Essa votação, entretanto, não se realizou porque o próprio Presidente da Junta Comercial, Sr. Waldir Saviolli, é contrário à mesma, sob a alegação de que a Junta Comercial não tem competência para tanto. Estranha essa atitude do Sr. Presidente. Se a Junta Comercial não tem competência para orientar seus funcionários e usuários de como proceder para atender as exigências legais, de quem será essa competência ?
A atitude do Sr. Presidente parece mais estranha, quando se presume que a publicação das demonstrações financeiras por parte das sociedades limitadas de grande porte, seja assunto de interesse do Governo do Estado, mais precisamente da Imprensa Oficial do Estado – IMESP, que é uma sociedade de economia mista controlada integralmente pelo Governo do Estado, uma vês que aumentará suas receitas, que são depositadas nos cofres da Secretaria da Fazenda do Estado, a quem a Junta Comercial é subordinada.
Ora, se o Presidente da Junta Comercial é funcionário da SEFAZ, auditor fiscal aposentado ou em disponibilidade, porque estaria atuando aparentemente contra os interesses de seus superiores? Espera-se que a celeuma seja resolvida com a maior brevidade possível, e seja expedida deliberação de orientação sobre como proceder, pois já estamos em fevereiro e muitas sociedades, por razões estratégicas, preferem aprovar suas demonstrações financeiras no começo do ano, não esperando até 30 de abril como faculta a lei.

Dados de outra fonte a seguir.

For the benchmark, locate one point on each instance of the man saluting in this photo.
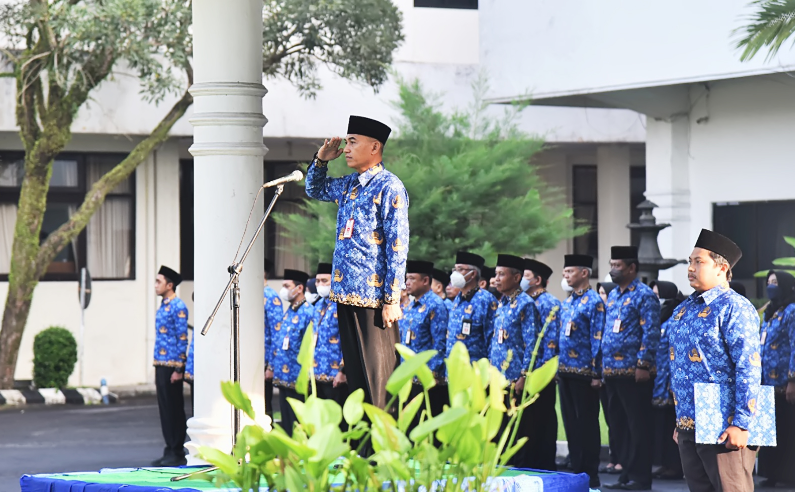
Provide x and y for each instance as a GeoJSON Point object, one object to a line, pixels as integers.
{"type": "Point", "coordinates": [370, 254]}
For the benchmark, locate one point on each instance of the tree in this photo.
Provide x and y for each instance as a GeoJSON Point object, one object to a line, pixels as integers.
{"type": "Point", "coordinates": [60, 51]}
{"type": "Point", "coordinates": [470, 183]}
{"type": "Point", "coordinates": [771, 25]}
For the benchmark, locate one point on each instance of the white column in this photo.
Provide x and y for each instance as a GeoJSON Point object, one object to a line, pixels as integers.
{"type": "Point", "coordinates": [668, 186]}
{"type": "Point", "coordinates": [228, 152]}
{"type": "Point", "coordinates": [612, 176]}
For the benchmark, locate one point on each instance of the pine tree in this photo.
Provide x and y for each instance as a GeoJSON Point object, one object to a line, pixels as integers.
{"type": "Point", "coordinates": [470, 182]}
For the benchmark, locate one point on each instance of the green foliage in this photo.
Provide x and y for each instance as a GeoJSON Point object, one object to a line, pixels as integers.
{"type": "Point", "coordinates": [470, 183]}
{"type": "Point", "coordinates": [54, 357]}
{"type": "Point", "coordinates": [770, 26]}
{"type": "Point", "coordinates": [355, 39]}
{"type": "Point", "coordinates": [320, 457]}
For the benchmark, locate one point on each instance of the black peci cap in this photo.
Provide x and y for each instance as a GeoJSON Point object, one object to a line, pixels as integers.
{"type": "Point", "coordinates": [171, 275]}
{"type": "Point", "coordinates": [296, 276]}
{"type": "Point", "coordinates": [511, 261]}
{"type": "Point", "coordinates": [717, 243]}
{"type": "Point", "coordinates": [467, 258]}
{"type": "Point", "coordinates": [419, 267]}
{"type": "Point", "coordinates": [624, 253]}
{"type": "Point", "coordinates": [359, 125]}
{"type": "Point", "coordinates": [585, 261]}
{"type": "Point", "coordinates": [540, 269]}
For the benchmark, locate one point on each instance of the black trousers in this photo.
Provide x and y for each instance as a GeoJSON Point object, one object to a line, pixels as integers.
{"type": "Point", "coordinates": [172, 411]}
{"type": "Point", "coordinates": [542, 432]}
{"type": "Point", "coordinates": [631, 414]}
{"type": "Point", "coordinates": [666, 451]}
{"type": "Point", "coordinates": [288, 415]}
{"type": "Point", "coordinates": [368, 349]}
{"type": "Point", "coordinates": [778, 463]}
{"type": "Point", "coordinates": [714, 467]}
{"type": "Point", "coordinates": [579, 408]}
{"type": "Point", "coordinates": [614, 445]}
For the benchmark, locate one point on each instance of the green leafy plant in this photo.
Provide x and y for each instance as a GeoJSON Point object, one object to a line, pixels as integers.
{"type": "Point", "coordinates": [462, 170]}
{"type": "Point", "coordinates": [319, 456]}
{"type": "Point", "coordinates": [54, 357]}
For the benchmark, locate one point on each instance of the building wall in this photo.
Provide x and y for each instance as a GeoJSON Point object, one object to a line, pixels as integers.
{"type": "Point", "coordinates": [734, 146]}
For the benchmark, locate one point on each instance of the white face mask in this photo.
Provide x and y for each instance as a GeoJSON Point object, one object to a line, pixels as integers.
{"type": "Point", "coordinates": [324, 291]}
{"type": "Point", "coordinates": [457, 280]}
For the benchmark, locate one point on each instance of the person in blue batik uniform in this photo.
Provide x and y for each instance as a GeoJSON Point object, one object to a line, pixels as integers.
{"type": "Point", "coordinates": [629, 345]}
{"type": "Point", "coordinates": [582, 321]}
{"type": "Point", "coordinates": [171, 348]}
{"type": "Point", "coordinates": [714, 338]}
{"type": "Point", "coordinates": [534, 282]}
{"type": "Point", "coordinates": [472, 319]}
{"type": "Point", "coordinates": [370, 254]}
{"type": "Point", "coordinates": [425, 328]}
{"type": "Point", "coordinates": [778, 371]}
{"type": "Point", "coordinates": [516, 330]}
{"type": "Point", "coordinates": [666, 451]}
{"type": "Point", "coordinates": [328, 364]}
{"type": "Point", "coordinates": [287, 337]}
{"type": "Point", "coordinates": [273, 309]}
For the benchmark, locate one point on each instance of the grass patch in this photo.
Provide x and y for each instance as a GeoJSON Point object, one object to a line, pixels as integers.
{"type": "Point", "coordinates": [602, 424]}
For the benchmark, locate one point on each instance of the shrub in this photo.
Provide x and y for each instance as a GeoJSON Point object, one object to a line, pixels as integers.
{"type": "Point", "coordinates": [54, 357]}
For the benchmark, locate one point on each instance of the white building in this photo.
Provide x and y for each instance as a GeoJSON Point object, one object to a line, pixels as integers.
{"type": "Point", "coordinates": [718, 131]}
{"type": "Point", "coordinates": [597, 155]}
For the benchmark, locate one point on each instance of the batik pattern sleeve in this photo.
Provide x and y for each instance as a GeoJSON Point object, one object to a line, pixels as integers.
{"type": "Point", "coordinates": [322, 187]}
{"type": "Point", "coordinates": [741, 333]}
{"type": "Point", "coordinates": [597, 324]}
{"type": "Point", "coordinates": [650, 325]}
{"type": "Point", "coordinates": [395, 215]}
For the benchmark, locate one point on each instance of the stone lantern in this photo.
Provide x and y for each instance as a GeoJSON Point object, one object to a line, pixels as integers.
{"type": "Point", "coordinates": [651, 260]}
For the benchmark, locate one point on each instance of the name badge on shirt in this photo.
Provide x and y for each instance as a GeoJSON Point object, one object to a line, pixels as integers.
{"type": "Point", "coordinates": [348, 229]}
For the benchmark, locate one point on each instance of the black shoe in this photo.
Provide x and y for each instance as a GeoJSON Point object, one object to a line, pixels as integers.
{"type": "Point", "coordinates": [631, 486]}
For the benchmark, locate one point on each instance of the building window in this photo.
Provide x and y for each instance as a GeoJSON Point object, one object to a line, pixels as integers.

Além disso, por ser a primeira vez que as sociedades limitadas de grande porte estarão publicando suas demonstrações financeiras e arquivando essas publicações na Junta Comercial, seus consultores e departamentos jurídicos, tanto aqui, como no exterior, precisam de tempo para orientar e explicar as novas regras para os sócios e controladores de fora.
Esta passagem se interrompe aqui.